Tek tek yapılan atışlara veya hedefe bakıp “gez, göz, arpacık” şeklinde nişan alarak yapılan atışlara “nokta atışı” denir.
Haftanın olayları üzerine birkaç nokta atışı yapalım bakalım, hangileri “isabet kaydedecek”, hangileri “karavana”ya gidecek.
HASIM HISIM
Önceki Yargıtay Başkanlarından biri, hakim ve savcıların “vicdan ile cüzdan” arasına sıkıştıklarını söylemişti.
Şimdiki Başkan ise; yasama ve yürütme erki ile artık “hasım değil, hısım olduklarını” ifade etti.
Bizim bildiğimiz hısımlık iki türlü olur. Doğumdan gelen “kan hısımlığı” veya evlenmekten kaynaklanan “sıhri hısımlık” . Yürütme ile yargının hısımlığının nereden kaynaklandığını anlamış değiliz.
SON KARARIN MI ?
Evlilik merasimi sırasında nikah memurunun ve yarışma programlarında yöneticinin son ve kritik sorusu genellikle “Son kararınız mı ?” olur. Yarışmacılar ve çiftler heyecanla “Eveeet” diye bağırırlar.
Yeni yasaya göre; özelleştirme uygulamalarına yönelik açılan davalarda, ihaleyi kazanana karşı verilen iptal kararı üzerine, mahkeme kararının uygulanıp uygulanmayacağı yolundaki son kararı Bakanlar Kurulu verecekmiş.

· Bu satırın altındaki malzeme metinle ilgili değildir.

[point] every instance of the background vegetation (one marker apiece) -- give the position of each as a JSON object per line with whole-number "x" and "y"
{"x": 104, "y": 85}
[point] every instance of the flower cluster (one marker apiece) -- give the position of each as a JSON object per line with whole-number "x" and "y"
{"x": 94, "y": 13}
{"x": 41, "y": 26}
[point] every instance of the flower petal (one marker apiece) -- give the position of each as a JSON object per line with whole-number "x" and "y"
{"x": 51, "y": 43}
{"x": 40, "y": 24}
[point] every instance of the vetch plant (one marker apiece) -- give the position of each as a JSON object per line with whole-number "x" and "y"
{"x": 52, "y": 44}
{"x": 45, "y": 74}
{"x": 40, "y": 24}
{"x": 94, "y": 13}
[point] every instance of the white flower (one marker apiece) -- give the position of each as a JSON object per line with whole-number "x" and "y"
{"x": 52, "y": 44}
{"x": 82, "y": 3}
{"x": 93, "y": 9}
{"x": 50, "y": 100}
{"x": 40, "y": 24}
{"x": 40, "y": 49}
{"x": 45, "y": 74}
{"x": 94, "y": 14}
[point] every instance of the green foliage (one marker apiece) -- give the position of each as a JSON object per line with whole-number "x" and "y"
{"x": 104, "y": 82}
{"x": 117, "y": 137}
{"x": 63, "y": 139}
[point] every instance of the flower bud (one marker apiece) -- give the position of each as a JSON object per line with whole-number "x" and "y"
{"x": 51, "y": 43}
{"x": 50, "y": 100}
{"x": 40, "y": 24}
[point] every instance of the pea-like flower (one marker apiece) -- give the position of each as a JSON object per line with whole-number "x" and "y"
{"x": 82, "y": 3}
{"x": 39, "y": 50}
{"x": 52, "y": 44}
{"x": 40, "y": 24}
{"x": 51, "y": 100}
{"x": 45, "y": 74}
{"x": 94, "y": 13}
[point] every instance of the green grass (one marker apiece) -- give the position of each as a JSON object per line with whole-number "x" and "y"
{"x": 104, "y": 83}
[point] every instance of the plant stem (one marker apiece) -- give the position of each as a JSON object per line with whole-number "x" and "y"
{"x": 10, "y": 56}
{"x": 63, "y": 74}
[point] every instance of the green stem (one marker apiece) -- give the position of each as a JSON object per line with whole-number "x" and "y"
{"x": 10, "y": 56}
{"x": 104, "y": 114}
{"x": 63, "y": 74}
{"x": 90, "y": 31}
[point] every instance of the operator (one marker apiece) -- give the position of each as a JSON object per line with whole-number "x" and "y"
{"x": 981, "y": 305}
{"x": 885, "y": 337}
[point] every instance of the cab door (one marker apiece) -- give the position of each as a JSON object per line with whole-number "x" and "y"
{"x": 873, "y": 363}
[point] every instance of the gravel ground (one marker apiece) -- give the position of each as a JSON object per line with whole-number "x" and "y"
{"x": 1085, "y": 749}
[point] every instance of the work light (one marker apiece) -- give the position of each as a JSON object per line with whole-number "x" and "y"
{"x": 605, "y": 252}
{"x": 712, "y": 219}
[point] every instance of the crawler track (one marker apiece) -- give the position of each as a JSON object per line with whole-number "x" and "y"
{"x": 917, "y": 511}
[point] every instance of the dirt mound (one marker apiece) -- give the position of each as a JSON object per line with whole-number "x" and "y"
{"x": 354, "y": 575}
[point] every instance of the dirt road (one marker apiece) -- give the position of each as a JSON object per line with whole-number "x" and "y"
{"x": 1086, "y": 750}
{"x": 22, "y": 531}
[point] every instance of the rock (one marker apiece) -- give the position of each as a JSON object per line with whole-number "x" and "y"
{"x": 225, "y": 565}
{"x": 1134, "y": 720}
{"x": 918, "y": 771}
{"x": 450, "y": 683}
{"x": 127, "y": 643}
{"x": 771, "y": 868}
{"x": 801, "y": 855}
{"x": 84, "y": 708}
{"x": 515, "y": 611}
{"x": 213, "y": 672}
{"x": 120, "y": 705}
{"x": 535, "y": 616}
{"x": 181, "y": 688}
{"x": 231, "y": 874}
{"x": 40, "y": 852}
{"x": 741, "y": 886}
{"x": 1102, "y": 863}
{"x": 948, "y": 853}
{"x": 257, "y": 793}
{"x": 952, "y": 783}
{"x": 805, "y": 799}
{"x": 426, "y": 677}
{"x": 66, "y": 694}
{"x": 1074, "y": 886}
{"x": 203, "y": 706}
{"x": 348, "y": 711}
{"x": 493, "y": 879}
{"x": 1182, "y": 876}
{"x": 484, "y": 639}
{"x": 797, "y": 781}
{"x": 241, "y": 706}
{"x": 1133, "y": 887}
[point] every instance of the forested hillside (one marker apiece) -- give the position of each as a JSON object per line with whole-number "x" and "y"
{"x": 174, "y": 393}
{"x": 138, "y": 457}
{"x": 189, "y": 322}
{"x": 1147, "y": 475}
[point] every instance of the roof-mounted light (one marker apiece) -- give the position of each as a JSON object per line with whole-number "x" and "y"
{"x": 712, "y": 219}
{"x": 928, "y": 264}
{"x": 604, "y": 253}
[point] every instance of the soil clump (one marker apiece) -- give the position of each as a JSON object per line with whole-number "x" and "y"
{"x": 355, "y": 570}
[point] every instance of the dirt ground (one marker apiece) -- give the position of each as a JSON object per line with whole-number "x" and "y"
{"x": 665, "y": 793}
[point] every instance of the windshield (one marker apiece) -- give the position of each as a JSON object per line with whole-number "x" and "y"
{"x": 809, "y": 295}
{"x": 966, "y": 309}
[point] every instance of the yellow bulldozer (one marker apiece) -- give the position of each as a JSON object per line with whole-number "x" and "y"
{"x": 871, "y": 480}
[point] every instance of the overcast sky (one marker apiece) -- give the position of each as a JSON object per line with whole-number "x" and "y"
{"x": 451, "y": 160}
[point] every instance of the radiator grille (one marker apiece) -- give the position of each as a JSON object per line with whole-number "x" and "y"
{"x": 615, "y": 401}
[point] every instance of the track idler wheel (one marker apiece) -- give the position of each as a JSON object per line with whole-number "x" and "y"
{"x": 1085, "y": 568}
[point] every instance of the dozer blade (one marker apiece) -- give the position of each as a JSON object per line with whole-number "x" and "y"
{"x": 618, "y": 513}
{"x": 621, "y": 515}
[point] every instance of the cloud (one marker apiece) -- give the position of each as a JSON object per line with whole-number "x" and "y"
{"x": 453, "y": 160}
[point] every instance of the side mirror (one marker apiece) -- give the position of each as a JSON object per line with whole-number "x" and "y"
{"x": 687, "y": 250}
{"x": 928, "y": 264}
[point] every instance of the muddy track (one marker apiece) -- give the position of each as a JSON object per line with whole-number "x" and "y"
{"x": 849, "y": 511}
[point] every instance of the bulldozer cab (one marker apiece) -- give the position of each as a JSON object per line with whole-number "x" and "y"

Şimdiye kadar, bazı kişiler hakkında dava açılması için, Bakanlar Kurulu üyelerinin izni alınırdı. Artık dava açarken izin almak bir yana, yeni kabul edilen kanuna göre, mahkemelik işlerde ve mahkeme kararından sonra “son karar” Bakanlar Kurulu’na sorulacak : “Mahkeme kararı uygulansın mı, uygulanmasın mı, son kararınız nedir ?”
Bu nasıl hısımlık anlamadık gitti.
İÇERDE HISIM DIŞARDA HASIM
Yurtiçinde “hısımlık” ilişkileri artarken, yurt dışında “hasımlık” ilişkileri artıyor. Libya, İran, Suriye ile olan, önceki ve sonraki ilişkilere bakınca bu durum açık seçik görülüyor.
Yani “sıfır sorun” şimdilerde “sırf sorun”a döndü, inanmazsanız “kime sorarsanız sorun !“
SİVİLLER DE SİVİLLEŞSE
Askeri tesis ve orduevlerinde generallere mahsus olan yerler, sivilleşme ve demokratikleşme adı altında, rütbe farkı gözetilmeksizin tüm subaylara açıldı. Artık rütbelerine bakılmaksızın tüm subaylar istedikleri yerlere girip çıkabiliyorlar.
Ama bir çok Bakanlığın ve Genel Müdürlüğün sosyal tesis ve kamplarında, Bakanların, Müsteşarların, Genel Müdürlerin yerleri halen korunuyor ve buralar boş kalmasına rağmen, hiç kimse alınmıyor, hatta Milli Saray, park ve bahçeler ile Köşkler, belli kişilerin kullanımına tahsis ediliyor.
Askerler sivilleşti de, biraz da “sivillerin sivilleşmesi” gerekiyor.
AVRUPA ŞAMPİYONUYUZ
Hani sporda, sanatta birincilik aldığımız zaman övünürüz, seviniriz ya “Şampiyon olduk” diye, son zamanlarda çok alışılan davalarla ilgili bilgi verilirken “Avrupanın en büyük cezaevi olan Silivri Ceza ve İnfaz Kurumları Yerleşkesi” deniyor.
Anlaşılıyor ki, bu konuda da yani insanları büyük kalabalıklar halinde yargılamakta ve içeri tıkmakta Avrupa’da birinciyiz.
Bu kadarı yetmiyor. Aynı yerde, bitişik arazi de kamulaştırıldı ve ek binalar yapılıyor.
Demek ki “Dünya şampiyonu” olacağız.
Ama bu kadarı da yetmez. Çok sayıda insan burada yargılanacağı ve zorunlu misafir edileceğine göre, sanıkların ailelerini ve davaların izleyicilerini de düşünerek, Cezaevi Yerleşkesi’nin üst katlarını bir AVM (Alış Veriş Merkezi, lokanta, CD uyarlama, atari, eğlence, konaklama yeri) haline getirerek dünyada tek örnek olmalıyız ki bu suretle “hısımlığımız, Guinness Rekorlar Kitabında” tescil olunsun.